美輪明宏「黒蜥蜴」に幕を下ろすその理由、「不思議に全てが節目の年」
美輪明宏(79)主演の舞台「黒蜥蜴(とかげ)」(原作・江戸川乱歩)が4月4日から19日まで、東京・初台の新国立劇場で上演される。脚本は「金閣寺」などで知られる三島由紀夫。かつて映画でも大ヒットした美輪の代表作のひとつだが、「皆さんからやめないでくださいと言われてます」と今回が見納め。チケットはすでに当日券のみで前売りは完売の人気ぶりだ。
ヒロイン緑川夫人、実は怪盗黒蜥蜴と、名探偵明智小五郎が繰り広げる耽美(たんび)と闇の世界。「屋根裏の散歩者」「人間椅子」などの怪奇小説を世に送り出した乱歩の傑作を、三島由紀夫が戯曲化した究極のエンターテインメントだ。

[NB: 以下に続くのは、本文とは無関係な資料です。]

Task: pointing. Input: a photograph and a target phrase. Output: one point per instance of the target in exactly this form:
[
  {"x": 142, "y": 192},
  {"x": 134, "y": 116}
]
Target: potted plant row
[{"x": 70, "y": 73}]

美輪(当時・丸山)が初めて演じたのは68年4月、東横劇場でのこと。三島本人からの熱烈なラブコールで実現した。前年、新宿アートシアターで主演した寺山修司の「毛皮のマリー」が連日の超満員。公演期間中、三島がたびたび楽屋に足を運び「この役(黒蜥蜴)をやれるのは君しかいない。頼む」と懇願した。
当時、三島は「潮騒」「金閣寺」「美徳のよろめき」など数々の話題作を発表しており、すでに文壇の花形。「私は2度お断りしたんです。(三島さんは)とてもプライドの高い方ですから、本当ならもう頼みに来るような人じゃないんです。それが3度も。どうして私なの?と尋ねてみました」。
三島が最初に出した答えはこうだ。難しい寺山の芝居を難なく演じる美輪を見て「君なら僕のレトリックだらけの難解なせりふでもまるで石けん箱か歯ブラシでも使うように日常語で分かりやすく観客に伝えることができると思った」。しかし、常に冷静な売れっ子作家の尋常じゃない様子に「それだけじゃないでしょ?」と問うと、ある演出家に「あなたの書いた芝居はどれもこれも全く客が入らないと言われた。僕はそれが悔しいんだ。君がやってくれれば間違いなく大当たりする。あいつにほえ面をかかせてやれるんだ」と素直に本心を明かしたという。
♪夜がひしめいて息を凝らしているわ。精巧な寄せ木細工のような夜。
こういう晩には、かえって体が熱くほてって、いきいきとするような気がするわ。
主人公の緑川夫人が明智に挑戦的に言い放つ言葉。登場人物のたった一言のせりふにさえ三島はこだわり抜いた。このフレーズでは、警察が黒蜥蜴を捕まえるため、あちこちに配置した警官の息づかい、明智が頭の中で描く緻密な捜査網を「精巧な寄せ木細工」として表現している。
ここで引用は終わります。